Studie über persönliche Entwicklung und kollektive Prägungen
Manche Angehörige rechtsextremer Jugendgruppierungen werden dieser bald überdrüssig. Ein Forschungsprojekt hat die Bedingungen des Ausstiegs und die bleibenden Prägungen näher untersucht.

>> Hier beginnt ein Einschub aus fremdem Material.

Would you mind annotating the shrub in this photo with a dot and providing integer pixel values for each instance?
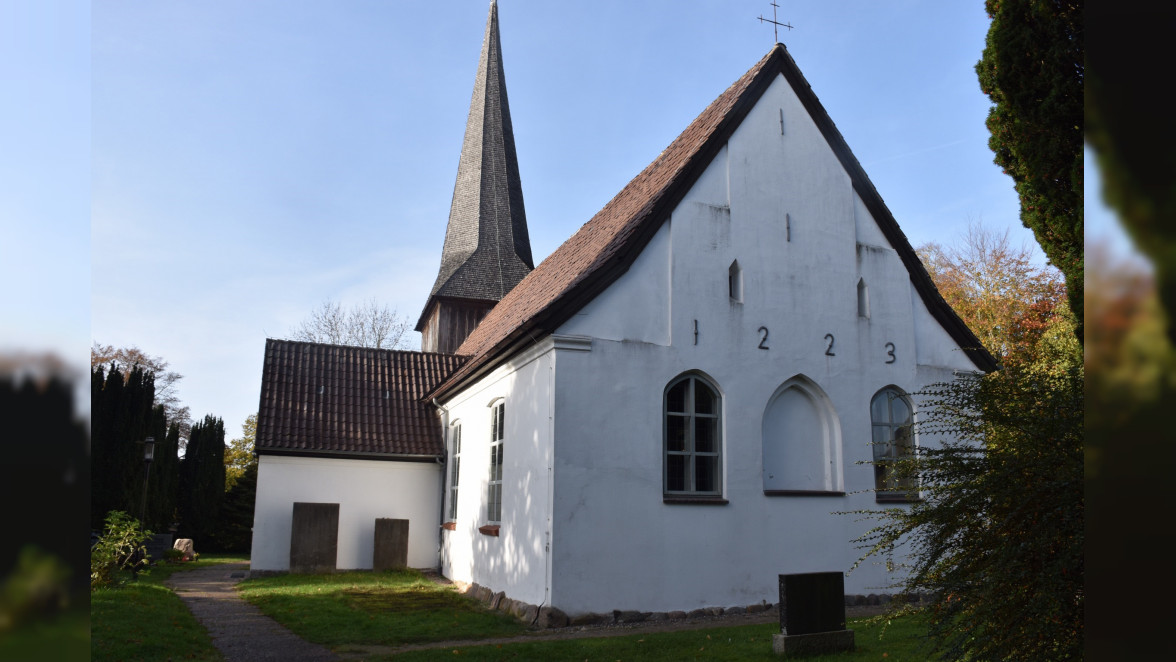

C. W. Im Rahmen des Nationalen Forschungsprogramms über Rechtsextremismus haben Sozialwissenschafterinnen der Universität Basel unter Leitung des Soziologen Ueli Mäder und des Pädagogen Wassilis Kassis untersucht, was Jugendliche dazu bewegt, sich von einem rechtsextremen Zirkel wieder zu lösen. Es wurden 40 Personen mit Bindungen zu jener Szene in einem grösseren Zeitraum dreimal befragt. Es handelte sich um 35 männliche und 5 weibliche Personen zwischen 14 und 35 Jahren. 13 der Befragten hatten eine rechtsextreme Gruppierung verlassen, 10 weitere befanden sich in einer noch unklaren Situation. Einige Ergebnisse des Projekts, die auch für die Prävention und für Ausstiegshilfen relevant sein könnten, sind nun publiziert worden.
Differenzierte Szene
Den rechtsextremen Gruppierungen gemeinsam sind die Betonung von Zugehörigkeit beziehungsweise von Feindbildern, die allenfalls zur Anwendung von Gewalt führen kann, kollektive Identitätsvorstellungen und Handlungsrituale sowie die Pflege spezifischer Kleidungs- und Musikstile. In der Studie werden vier Formen unterschieden: lose Zusammenschlüsse, hierarchische, stark politisierte nationalistische Organisationen, informelle Cliquen sowie «Kameradschaften» mit geheimbündlerischen Zügen. Der Einstieg ist meist relativ einfach. Für die Anerkennung genüge vorerst die Bejahung der Gruppenmeinung. Jugendliche suchen in diesen Kreisen teils die Befriedigung emotionaler Bedürfnisse, vor allem in einer verunsichernden Lebensphase, teils die Verwirklichung ideologisch-politischer Vorstellungen. Im zweiten Fall bleiben sie länger in der Szene tätig.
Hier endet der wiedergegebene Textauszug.